Les deux premiers tomes sont sortis en pleine première guerre rendant sa diffusion aléatoire. Néanmoins, il reçut un bel accueil outre-Manche. William Osler, professeur de médecine vétérinaire à Oxford, en fait l’éloge en 1918, dans un tiré à part du Veterinary Review, Vol. II, No. 1 : “[…] The picture given in these volumes of the life and literature of our French brethren is very stimulating. The importance of the subject of equitation and training, and the various Systems are illustrated by the lives and works of Baucher, Aure, and others. In the bibliographical notes the complete story of the French veterinary profession may be read. The impression is left that this branch of our science is on a very high plane on the other side of the Channel. ” (« […] L’image donnée dans ces volumes de la vie et de la littérature de nos frères français est très stimulante. L’importance du sujet de l’équitation et de l’entraînement, et les différents systèmes sont illustrés par les vies et les œuvres de Baucher, Aure et d’autres. Dans les notes bibliographiques, on peut lire l’histoire complète de la profession vétérinaire française. L’impression est laissée que cette branche de notre science est sur un plan très élevé de l’autre côté de la Manche. […]» William Osler, Bart., Regius Professor of Medicine, University of Oxford. »)

Son livre reste étonnant d’actualité et fait toujours office d’autorité aujourd’hui.
Dans son dossier militaire, figure une lettre touchante de demande de renseignements, d’Ellen B. Wells, bibliothécaire américaine, elle-même auteur d’une bibliographie équestre (Horsemanship : a bibliography of printed materials, New York, London, Garland, 1985).

La portée du travail du général déborde de ses premières intentions: ses efforts révèlent une photographie vivante d’un monde en pleine mutation. Le cheval a été au cœur de notre développement économique et culturel, avant que l’automobile ne vienne le remplacer.

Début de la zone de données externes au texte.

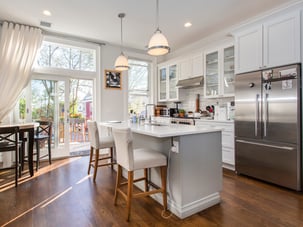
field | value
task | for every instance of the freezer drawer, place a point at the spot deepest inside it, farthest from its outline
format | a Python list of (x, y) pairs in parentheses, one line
[(275, 163)]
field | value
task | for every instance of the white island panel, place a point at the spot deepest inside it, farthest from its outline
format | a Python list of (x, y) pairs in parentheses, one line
[(194, 173)]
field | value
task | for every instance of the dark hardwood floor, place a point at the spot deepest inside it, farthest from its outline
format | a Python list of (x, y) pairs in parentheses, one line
[(63, 195)]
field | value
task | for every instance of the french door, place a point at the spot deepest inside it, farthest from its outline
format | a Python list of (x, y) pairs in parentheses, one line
[(68, 104)]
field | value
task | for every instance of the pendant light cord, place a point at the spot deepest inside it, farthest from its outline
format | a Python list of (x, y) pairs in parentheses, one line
[(121, 15), (157, 15)]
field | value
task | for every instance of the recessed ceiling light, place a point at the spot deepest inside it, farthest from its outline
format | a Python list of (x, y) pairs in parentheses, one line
[(47, 13), (187, 24)]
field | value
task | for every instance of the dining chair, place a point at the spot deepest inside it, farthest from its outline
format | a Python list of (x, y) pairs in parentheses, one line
[(98, 142), (43, 134), (9, 142), (132, 160)]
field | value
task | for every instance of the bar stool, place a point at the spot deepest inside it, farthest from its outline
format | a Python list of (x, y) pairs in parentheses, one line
[(43, 134), (136, 159), (98, 142), (9, 143)]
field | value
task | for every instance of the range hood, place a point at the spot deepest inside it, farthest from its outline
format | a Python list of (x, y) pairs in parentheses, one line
[(191, 82)]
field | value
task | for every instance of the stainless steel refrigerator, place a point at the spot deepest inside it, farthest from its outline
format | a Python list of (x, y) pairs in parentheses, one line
[(268, 125)]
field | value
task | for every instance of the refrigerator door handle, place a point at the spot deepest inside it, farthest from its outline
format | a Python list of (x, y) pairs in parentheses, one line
[(257, 114), (265, 114), (266, 145)]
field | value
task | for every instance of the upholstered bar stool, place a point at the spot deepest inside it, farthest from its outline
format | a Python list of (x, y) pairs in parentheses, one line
[(137, 159), (98, 142)]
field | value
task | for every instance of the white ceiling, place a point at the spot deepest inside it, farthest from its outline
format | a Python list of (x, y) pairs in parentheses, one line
[(98, 19)]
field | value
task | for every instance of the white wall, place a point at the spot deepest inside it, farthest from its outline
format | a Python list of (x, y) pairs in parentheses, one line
[(113, 102)]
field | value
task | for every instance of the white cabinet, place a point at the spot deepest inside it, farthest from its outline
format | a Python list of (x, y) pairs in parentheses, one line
[(191, 66), (228, 144), (273, 43), (167, 80), (219, 72)]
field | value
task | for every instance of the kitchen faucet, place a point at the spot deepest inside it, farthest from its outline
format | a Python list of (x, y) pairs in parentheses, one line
[(149, 119)]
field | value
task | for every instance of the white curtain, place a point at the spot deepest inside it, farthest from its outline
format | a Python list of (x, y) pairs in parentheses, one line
[(19, 45)]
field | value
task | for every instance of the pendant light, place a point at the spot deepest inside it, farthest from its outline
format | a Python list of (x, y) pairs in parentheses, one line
[(121, 62), (158, 44)]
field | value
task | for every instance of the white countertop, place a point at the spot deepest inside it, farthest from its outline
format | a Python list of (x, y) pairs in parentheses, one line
[(163, 130)]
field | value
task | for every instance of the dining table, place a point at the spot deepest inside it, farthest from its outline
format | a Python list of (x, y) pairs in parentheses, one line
[(26, 130)]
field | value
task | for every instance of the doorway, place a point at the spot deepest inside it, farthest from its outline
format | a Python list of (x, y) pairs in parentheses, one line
[(68, 104)]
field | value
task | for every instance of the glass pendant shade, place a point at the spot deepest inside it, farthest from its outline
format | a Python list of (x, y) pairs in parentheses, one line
[(158, 44), (121, 63)]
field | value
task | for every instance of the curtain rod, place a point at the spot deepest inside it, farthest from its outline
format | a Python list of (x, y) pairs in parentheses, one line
[(59, 35)]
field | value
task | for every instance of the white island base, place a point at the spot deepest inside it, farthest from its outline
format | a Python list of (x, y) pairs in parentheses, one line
[(194, 173)]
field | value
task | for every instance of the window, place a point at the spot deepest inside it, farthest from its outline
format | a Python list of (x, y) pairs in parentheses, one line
[(56, 55), (138, 86)]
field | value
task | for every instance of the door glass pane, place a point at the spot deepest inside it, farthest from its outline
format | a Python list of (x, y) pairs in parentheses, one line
[(45, 105), (80, 110)]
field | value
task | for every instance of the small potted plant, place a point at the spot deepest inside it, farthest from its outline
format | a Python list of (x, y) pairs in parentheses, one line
[(181, 113)]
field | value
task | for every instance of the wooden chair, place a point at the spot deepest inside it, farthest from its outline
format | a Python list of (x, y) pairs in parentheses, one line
[(98, 142), (43, 134), (9, 142), (137, 159)]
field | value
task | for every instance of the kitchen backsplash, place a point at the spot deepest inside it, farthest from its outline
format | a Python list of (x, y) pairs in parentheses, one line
[(188, 99)]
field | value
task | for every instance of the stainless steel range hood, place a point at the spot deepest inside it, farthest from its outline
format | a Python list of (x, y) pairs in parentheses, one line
[(191, 82)]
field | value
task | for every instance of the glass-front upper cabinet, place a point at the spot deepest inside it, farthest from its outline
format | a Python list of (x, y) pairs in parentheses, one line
[(212, 74), (220, 72), (167, 90), (172, 71), (229, 71), (162, 84)]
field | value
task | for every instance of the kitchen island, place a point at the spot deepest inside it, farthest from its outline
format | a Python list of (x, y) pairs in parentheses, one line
[(194, 163)]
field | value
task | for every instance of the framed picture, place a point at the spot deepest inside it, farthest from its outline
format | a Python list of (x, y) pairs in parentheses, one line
[(113, 79)]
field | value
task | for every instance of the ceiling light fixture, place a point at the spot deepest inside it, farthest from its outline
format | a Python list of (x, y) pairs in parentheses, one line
[(187, 24), (47, 13), (158, 44), (121, 62)]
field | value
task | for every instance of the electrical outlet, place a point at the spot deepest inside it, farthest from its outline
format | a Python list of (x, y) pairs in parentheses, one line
[(175, 147)]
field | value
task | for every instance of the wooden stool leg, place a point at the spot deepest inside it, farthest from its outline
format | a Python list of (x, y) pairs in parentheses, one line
[(118, 182), (37, 155), (96, 164), (49, 151), (112, 157), (90, 159), (16, 167), (163, 180), (129, 192), (146, 180)]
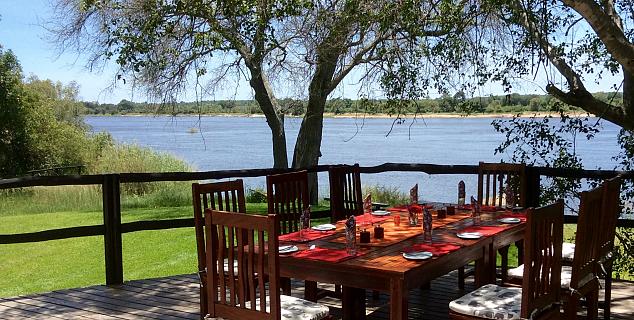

Si l’animal a déjà réussi une révolution, en passant du monde militaire et agricole pour s’intégrer dans celui des loisirs et du sport, on peut espérer qu’il sera toujours de la partie pour faire face aux défis écologiques qui s’annoncent. Peut-être que le nouvel inventaire, entreprit par La Bibliothèque Mondiale du Cheval, marquera quelques pistes pour y voir plus claire sur notre époque actuelle.